PBM Showdown In The House
The House Committee on Oversight and Accountability continued its 32-month investigation into pharmacy benefit managers (PBMs) with a hearing scrutinizing the middlemen’s shady practices that drive up prescription drug costs. Executives from the three largest PBMs which control 80 percent of the U.S. prescription drug market — OptumRx, ExpressScripts, and CVS Caremark — testified before legislators on the outsized role of PBMs and their anti-competitive tactics which steer patients toward their own pharmacies and prioritize higher-priced medicines. The opaque structure and secretive rebate contracts result in significant profits at the expense of patients in the U.S. who pay three to eight times more for brand-name drugs than residents in comparable nations. Prior to the hearing, the Committee released a staff report, based on over 140,000 pages of internal documents from the companies. They found more than 300 examples of the big three PBMs preferring medications that on average cost at least $500 more per claim than the lower-cost alternative medication they excluded on their formularies. With bipartisan PBM reform bills having cleared key congressional hurdles, the pressure is mounting to rein in these shadowy middlemen and deliver new savings to patients drowning in prescription costs. — (NBC News, The Wall Street Journal, House Oversight Committee, HealthCare Dive)
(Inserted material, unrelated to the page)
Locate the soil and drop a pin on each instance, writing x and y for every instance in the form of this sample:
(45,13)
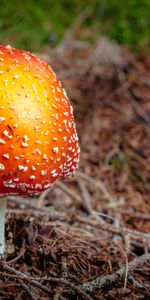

Drugs Corporations Rake In Profits
While patients struggle with soaring drug prices, the pharmaceutical industry continues to demonstrate robust financial health, as evidenced by the latest quarterly earnings reports. In Q2 of 2024, AstraZeneca reaped nearly $2 billion in profits, while Bristol Myers Squibb earned $1.68 billion, Novartis reported $3.25 billion, and Johnson & Johnson brought in $4.69 billion in profits respectively. All of these corporations have at least one of the drugs they manufacture selected for Medicare negotiation – a program they’re fighting tooth and nail to derail – even though the companies’ executives maintain that the program will have minimal impact on their bottom lines. We expect reports from Merck and Novo Nordisk in the coming weeks — the latter riding high on its wildly popular and overpriced diabetes and weight loss drugs. One thing is crystal clear: Big Pharma’s profit machine shows no signs of slowing and there is urgent need for the ongoing implementation of the drug price reforms in the Inflation Reduction Act to better insulate patients from drug industry greed.
Court Watch: US V. Pharma
Last week, the pharmaceutical industry’s fight to stop Medicare negotiation intensified as special interest groups filed over a dozen amicus briefs in support of lawsuits from AstraZeneca, Bristol Myers Squibb, and Johnson & Johnson. Over the last six years alone these special interest groups — including the Washington Legal Foundation, Manhattan Institute, Biotechnology Innovation Organization (BIO), and Alliance for Aging Research — have received nearly $4.8 million from the industry’s top trade association, the Pharmaceutical Research and Manufacturers of America (PhRMA), which also filed a suit against the Medicare negotiation program. But while pharma is paying for expensive lawyers, patients are fighting back. Since the lawsuits were filed last year P4AD has signed onto seven amicus briefs led by Public Citizen and supported by AARP, Protect Our Care, Doctors for America, and Families USA, and continue to rally 10s of thousands of patients and allies via a petition urging pharmaceutical CEO’s to drop their lawsuits against the historic Medicare negotiation program. We continue to amplify patient voices in the courtroom to ensure the harm of sky-high drug prices is upfront and center inside and outside the courtroom. — (Accountable.US, FightPharma.org, Public Citizen)
In Case You Missed It
Gilead Sciences is facing backlash over its highly-effective HIV prevention drug, lenacapavir. Patient advocates rallied outside of the 25th International AIDS Conference in Munich this week to demand an end to Gilead’s pricing monopoly. The company’s life-saving HIV drug is priced at $42,250 per year, despite reports that the medicine could be produced for as little as $40 per person each year. Advocates are calling for global action to make this life-saving drug accessible to everyone who needs it.